By the time his 14-hour-flight landed at Dulles International Airport on Monday, Feb. 24, stocks were plummeting. He opened his phone to numerous missed calls and emails. From that point, the central bank’s response kicked into gear.
That Friday, the 28th — the same day Mr. Trump called worries about the coronavirus a “new hoax” spread by Democrats — Mr. Powell issued a statement conveying the Fed’s concern. On March 3, the next Tuesday, the Fed made its first emergency rate cut since the global financial crisis 12 years earlier, the first of many steps the Fed would take to avert a catastrophic market meltdown.
Some analysts warned that the Fed’s rush to accommodate the economy with lower interest rates might be poorly targeted. What could interest rates do in the face of a pandemic?
A lot, it appears in hindsight. The Fed’s rate cuts set the stage for a refinancing boom and, more recently, a rush to buy houses.
The decision of Penny Achina, a first-time home buyer just outside Houston, shows how Fed policy can cascade through the economy. After thinking about buying a house for four years, Ms. Achina, a 31-year-old medical technologist, took the leap in 2020.

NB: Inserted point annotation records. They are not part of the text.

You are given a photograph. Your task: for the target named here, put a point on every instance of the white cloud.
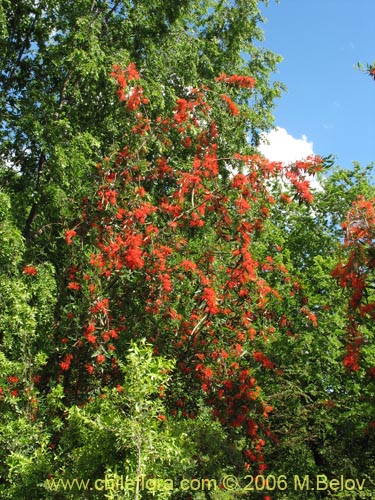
(278, 145)
(282, 147)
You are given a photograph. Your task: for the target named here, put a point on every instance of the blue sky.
(330, 106)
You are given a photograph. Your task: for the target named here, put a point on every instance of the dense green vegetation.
(180, 318)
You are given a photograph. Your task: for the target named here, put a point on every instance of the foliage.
(174, 306)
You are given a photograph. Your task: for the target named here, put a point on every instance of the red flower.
(31, 270)
(233, 109)
(209, 295)
(73, 285)
(69, 235)
(100, 358)
(89, 368)
(65, 363)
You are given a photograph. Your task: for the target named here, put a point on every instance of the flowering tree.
(169, 248)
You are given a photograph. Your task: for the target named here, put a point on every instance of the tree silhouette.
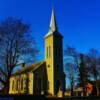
(16, 46)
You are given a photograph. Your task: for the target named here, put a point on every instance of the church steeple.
(53, 25)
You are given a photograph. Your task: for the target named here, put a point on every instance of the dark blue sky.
(78, 20)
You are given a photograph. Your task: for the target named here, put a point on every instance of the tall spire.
(53, 25)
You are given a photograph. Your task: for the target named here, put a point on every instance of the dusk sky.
(78, 20)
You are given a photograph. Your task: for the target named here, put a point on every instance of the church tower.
(54, 58)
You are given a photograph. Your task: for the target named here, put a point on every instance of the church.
(45, 77)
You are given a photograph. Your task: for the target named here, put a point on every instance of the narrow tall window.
(13, 85)
(22, 84)
(17, 83)
(49, 51)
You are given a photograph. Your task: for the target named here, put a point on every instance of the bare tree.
(16, 45)
(93, 62)
(71, 66)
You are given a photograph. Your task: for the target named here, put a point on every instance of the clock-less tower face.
(54, 58)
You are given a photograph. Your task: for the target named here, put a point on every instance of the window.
(48, 66)
(12, 85)
(22, 83)
(17, 83)
(48, 84)
(49, 51)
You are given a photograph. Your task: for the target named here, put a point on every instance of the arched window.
(12, 85)
(22, 83)
(48, 66)
(17, 83)
(49, 51)
(48, 84)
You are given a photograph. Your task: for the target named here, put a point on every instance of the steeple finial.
(53, 25)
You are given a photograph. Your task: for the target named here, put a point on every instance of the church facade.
(46, 77)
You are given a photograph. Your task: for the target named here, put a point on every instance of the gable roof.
(30, 68)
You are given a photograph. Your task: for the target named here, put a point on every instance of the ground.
(6, 97)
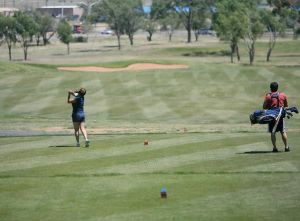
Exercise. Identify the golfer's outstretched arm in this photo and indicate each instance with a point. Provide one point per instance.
(69, 100)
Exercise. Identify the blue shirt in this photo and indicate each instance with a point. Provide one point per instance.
(78, 105)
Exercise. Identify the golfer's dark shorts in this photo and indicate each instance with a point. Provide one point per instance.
(78, 117)
(280, 126)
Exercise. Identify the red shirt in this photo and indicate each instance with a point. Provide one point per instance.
(275, 99)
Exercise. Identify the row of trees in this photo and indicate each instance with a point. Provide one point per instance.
(237, 20)
(22, 27)
(233, 20)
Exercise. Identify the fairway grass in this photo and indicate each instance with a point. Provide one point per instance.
(208, 176)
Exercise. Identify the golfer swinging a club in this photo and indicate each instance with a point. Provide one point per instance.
(78, 115)
(276, 99)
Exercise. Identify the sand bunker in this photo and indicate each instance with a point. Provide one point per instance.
(132, 67)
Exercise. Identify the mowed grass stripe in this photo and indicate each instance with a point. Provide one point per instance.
(120, 155)
(196, 201)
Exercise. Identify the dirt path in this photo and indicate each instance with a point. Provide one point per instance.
(133, 67)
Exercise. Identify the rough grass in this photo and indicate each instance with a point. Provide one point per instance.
(227, 176)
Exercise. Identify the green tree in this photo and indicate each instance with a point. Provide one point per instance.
(230, 23)
(186, 10)
(46, 24)
(132, 17)
(150, 27)
(287, 10)
(64, 31)
(8, 32)
(26, 28)
(170, 23)
(198, 23)
(275, 27)
(124, 17)
(254, 30)
(111, 10)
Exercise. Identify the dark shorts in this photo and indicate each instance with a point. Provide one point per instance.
(280, 126)
(78, 117)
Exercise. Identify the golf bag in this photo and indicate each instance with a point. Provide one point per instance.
(272, 115)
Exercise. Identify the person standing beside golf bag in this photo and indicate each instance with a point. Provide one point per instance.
(78, 115)
(276, 99)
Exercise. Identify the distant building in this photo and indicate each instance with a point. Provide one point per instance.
(62, 11)
(8, 11)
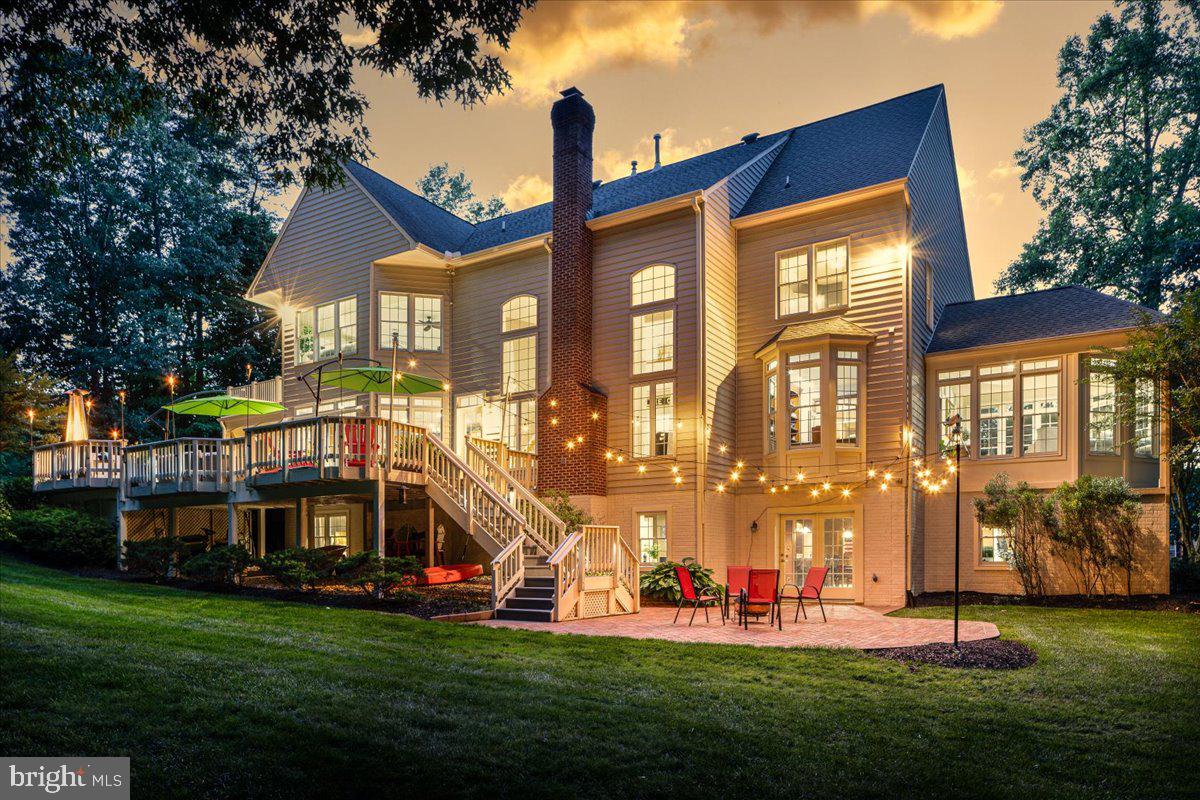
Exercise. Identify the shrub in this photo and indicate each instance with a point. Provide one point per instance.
(297, 569)
(63, 536)
(223, 564)
(663, 584)
(1029, 513)
(379, 577)
(153, 557)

“I said — it’s either you sink or you swim, and the interest rates really enticed me,” she said, and she is set to close next week. With 3 percent down, she was approved for a 2.5 percent interest rate on a 30-year mortgage.

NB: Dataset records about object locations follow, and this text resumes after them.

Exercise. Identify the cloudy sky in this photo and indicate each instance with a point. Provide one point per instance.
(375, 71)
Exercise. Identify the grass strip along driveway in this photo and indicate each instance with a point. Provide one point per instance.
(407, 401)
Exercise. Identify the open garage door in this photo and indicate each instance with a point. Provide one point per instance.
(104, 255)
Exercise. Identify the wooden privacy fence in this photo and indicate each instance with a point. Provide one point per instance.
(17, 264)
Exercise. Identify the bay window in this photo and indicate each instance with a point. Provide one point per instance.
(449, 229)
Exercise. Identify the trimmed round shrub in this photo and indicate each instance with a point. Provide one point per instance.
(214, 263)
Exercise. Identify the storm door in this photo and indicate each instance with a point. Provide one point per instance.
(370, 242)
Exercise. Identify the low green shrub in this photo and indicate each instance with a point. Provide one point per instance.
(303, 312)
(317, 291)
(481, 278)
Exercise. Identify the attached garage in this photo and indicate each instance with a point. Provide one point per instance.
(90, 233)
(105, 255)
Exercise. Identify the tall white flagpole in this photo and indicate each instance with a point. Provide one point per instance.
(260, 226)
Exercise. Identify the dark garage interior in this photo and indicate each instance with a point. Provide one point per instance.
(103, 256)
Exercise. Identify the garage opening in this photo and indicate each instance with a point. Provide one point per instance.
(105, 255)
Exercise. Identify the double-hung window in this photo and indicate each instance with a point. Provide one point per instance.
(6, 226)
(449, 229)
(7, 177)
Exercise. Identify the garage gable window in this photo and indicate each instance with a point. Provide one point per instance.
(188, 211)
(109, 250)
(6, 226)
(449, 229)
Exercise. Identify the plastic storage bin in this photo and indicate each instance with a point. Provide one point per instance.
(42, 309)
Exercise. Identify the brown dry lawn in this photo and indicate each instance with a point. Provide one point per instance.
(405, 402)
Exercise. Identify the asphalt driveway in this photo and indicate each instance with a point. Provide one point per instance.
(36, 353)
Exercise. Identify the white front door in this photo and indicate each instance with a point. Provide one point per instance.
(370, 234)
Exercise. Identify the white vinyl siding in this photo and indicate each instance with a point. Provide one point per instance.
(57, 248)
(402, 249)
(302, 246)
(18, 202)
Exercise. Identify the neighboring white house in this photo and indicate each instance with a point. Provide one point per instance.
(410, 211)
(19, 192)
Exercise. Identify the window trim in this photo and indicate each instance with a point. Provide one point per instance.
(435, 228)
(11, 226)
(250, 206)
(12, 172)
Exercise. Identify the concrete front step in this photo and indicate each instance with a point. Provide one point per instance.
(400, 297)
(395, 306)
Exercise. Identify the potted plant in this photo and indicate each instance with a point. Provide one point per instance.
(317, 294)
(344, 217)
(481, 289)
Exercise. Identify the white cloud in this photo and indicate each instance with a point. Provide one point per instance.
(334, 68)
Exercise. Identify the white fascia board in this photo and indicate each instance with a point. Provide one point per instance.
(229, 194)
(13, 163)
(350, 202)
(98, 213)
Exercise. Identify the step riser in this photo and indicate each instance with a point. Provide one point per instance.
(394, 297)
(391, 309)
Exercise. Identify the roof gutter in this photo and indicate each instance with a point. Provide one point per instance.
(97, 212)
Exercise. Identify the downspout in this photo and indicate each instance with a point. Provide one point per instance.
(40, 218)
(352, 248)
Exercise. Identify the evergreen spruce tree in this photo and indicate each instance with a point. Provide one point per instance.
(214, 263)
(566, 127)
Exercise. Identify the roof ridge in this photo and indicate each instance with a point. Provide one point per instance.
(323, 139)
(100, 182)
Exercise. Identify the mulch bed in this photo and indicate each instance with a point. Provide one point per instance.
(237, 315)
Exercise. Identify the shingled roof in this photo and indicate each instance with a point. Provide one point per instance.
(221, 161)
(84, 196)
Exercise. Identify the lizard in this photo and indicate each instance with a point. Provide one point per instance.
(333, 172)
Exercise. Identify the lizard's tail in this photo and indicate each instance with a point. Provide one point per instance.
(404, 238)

When people like Ms. Achina buy houses, they often then spend money on new couches and refrigerators to fill them. Higher consumer demand prompts businesses, also attracted by low rates, to borrow money to invest in equipment to produce more.

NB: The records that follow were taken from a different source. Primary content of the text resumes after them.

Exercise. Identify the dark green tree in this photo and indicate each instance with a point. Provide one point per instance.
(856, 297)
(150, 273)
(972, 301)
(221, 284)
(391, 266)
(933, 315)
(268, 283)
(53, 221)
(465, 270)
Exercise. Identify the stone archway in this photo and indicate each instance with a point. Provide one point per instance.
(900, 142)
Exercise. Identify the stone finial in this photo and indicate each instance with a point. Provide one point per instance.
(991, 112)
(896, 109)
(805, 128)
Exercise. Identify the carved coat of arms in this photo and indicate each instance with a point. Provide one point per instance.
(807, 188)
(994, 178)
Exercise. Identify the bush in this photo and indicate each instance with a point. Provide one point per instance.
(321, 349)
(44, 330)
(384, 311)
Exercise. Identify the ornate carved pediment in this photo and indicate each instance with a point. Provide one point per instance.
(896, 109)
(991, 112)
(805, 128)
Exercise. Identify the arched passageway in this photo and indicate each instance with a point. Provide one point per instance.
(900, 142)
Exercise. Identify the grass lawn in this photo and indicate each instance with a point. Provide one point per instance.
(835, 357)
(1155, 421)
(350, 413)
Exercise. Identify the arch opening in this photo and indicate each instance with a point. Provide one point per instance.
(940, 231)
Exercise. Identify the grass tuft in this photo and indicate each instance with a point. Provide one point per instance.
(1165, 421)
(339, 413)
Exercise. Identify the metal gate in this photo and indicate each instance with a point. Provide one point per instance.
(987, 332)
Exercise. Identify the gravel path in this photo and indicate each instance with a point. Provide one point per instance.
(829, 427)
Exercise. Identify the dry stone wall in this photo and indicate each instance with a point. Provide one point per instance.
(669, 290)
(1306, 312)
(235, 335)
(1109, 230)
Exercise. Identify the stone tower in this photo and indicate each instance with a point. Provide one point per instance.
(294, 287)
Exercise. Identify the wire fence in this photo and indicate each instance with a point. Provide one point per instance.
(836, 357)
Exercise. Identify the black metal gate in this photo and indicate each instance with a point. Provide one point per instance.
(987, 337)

The central bank’s rescue could yet have side effects. While most economists believe that runaway inflation is unlikely, a minority warn that price increases, which have been quiescent for years, could be kindled by huge government spending and a post-pandemic economic surge. Policymakers have been watching for signs of financial excess as their tools have helped stocks soar and companies to issue debt at a stunning pace.
Jobs remain the Fed’s biggest challenge. While low rates are helping many employed people like Ms. Achina, millions of others are out of work. Lower-wage workers, women and minorities have been particularly likely to lose their livelihoods.
The Fed’s low rates and bond purchases may do little to immediately help people who rent, own few stocks and find their jobs eliminated.
Many economists say the $900 billion assistance package passed on Monday will need to be followed by more. Some of its key provisions, such as extended jobless benefits, will expire before spring.
“We have a tough period to get through,” Loretta Mester, president of the Federal Reserve Bank of Cleveland, said Friday, pointing out that businesses and households will need help in the next few months as coronavirus cases swell before vaccines are widely distributed.
Even after the recovery takes hold, the Fed is likely to be slow to lift interest rates — and that’s when those left behind in the pandemic may feel the more widespread benefits of its policies.
If its policies work, the Fed could pave the way for the sort of stable, inclusive growth that was taking hold at the start of 2020. Mr. Powell has repeatedly called job losses “heartbreaking” and has pledged to use the Fed’s powers to try to restore the job market to its former strength.
“We’re thinking that this could be another long expansion,” he said at a news conference in mid-December, as he vowed to boost the economy “until the expansion is well down the tracks.”